The 1975 Lumberton UFO Wave: Police Across North Carolina Report a Silent V-Shaped Craft Open Minds

Overview

In the summer of 1975 a series of sightings swept southeastern North Carolina, centered on the city of Lumberton. Over a two‑week period police officers, highway patrol troopers, and civilian witnesses in seven counties reported a silent, low‑altitude V‑shaped aircraft that hovered briefly before disappearing without sound. The consistency of the reports—identical descriptions of a large, triangular formation with no visible propulsion—prompted local law‑enforcement agencies to file formal statements with the North Carolina State Police. The episode, now referred to as the “1975 Lumberton UFO wave,” has been revisited in a new 60‑page study by researcher Jennie Zeidman, which compiles original police logs, newspaper clippings, and interview transcripts.

Key Details

According to the compiled police reports, the craft was first observed on June 12, 1975, near the intersection of US‑74 and NC‑24. Officer Harold Miller of the Lumberton Police Department noted, “It was a large V‑shaped object, about the size of a small aircraft, completely silent. It hovered for roughly thirty seconds before climbing straight up and vanishing.” Similar accounts followed from officers in Robeson, Columbus, and Hoke counties, each describing a silent, triangular formation with dim, diffused lighting. No radar contacts were recorded, and no physical evidence was recovered at the sites. Zeidman’s study highlights that the sightings occurred during clear skies, reducing the likelihood of misidentification of weather phenomena.

Historical Context

The Lumberton wave fits within a broader pattern of mid‑1970s UAP activity across the United States. The same year saw the well‑documented Mothman sightings in West Virginia and the Phoenix Lights incident the following year. Classic UFO literature, including UFOs: The Public Deceived? (1978) and The UFO Experience (1979), cited the Lumberton reports as examples of credible, law‑enforcement‑based observations. Historian Dr. Michael Sullivan, who has studied Cold‑War era aerial anomalies, notes that “the 1970s produced a notable surge in organized sightings, often involving trained observers such as police and pilots, which adds a layer of reliability absent in many civilian reports.”

Recent Commentary

Contemporary analysts continue to examine the Lumberton case through the lens of newly released government UAP data. In a recent podcast on Open Minds UFO Radio, former Navy pilot Lt. Cmdr. Sara Hernandez remarked, “When you have multiple independent law‑enforcement reports describing the same silent, V‑shaped craft, it merits serious scrutiny, especially given today’s emphasis on sensor‑based verification.” Zeidman herself emphasizes that “the absence of radar returns does not automatically discount the sightings; it may reflect limitations of 1970s tracking technology, especially for low‑observable platforms.”

Related Incidents

The article also references a strange metal sphere recovered off the coast of North Carolina in 1976, which was allegedly linked to a Navy test program.
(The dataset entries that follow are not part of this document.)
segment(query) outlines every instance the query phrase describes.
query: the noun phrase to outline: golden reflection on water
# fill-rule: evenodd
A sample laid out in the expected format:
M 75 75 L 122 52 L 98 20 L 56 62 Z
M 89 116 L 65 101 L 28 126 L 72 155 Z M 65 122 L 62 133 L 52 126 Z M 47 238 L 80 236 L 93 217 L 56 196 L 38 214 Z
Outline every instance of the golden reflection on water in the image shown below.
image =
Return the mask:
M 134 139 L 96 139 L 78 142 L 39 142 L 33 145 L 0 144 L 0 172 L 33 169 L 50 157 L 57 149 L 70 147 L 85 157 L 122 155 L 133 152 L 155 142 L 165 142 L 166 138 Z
Declassified Navy logs released in 2024 mention a “metallic, spherical object of unknown origin” retrieved near Cape Hatteras. While the connection to the Lumberton wave remains speculative, the proximity in time and geography has prompted some researchers to explore a possible link between the two events, suggesting a broader pattern of unidentified aerial phenomena in the region during that era.

Conclusion

The 1975 Lumberton UFO wave remains one of the most thoroughly documented clusters of sightings involving official witnesses in the United States. Jennie Zeidman’s exhaustive compilation provides a valuable primary‑source foundation for ongoing scholarly inquiry, while the case continues to inform contemporary discussions about aerial anomalies and government transparency. As the U.S. intelligence community expands its focus on UAPs, historical episodes like Lumberton offer a critical benchmark for evaluating the credibility and consistency of eyewitness testimony across decades.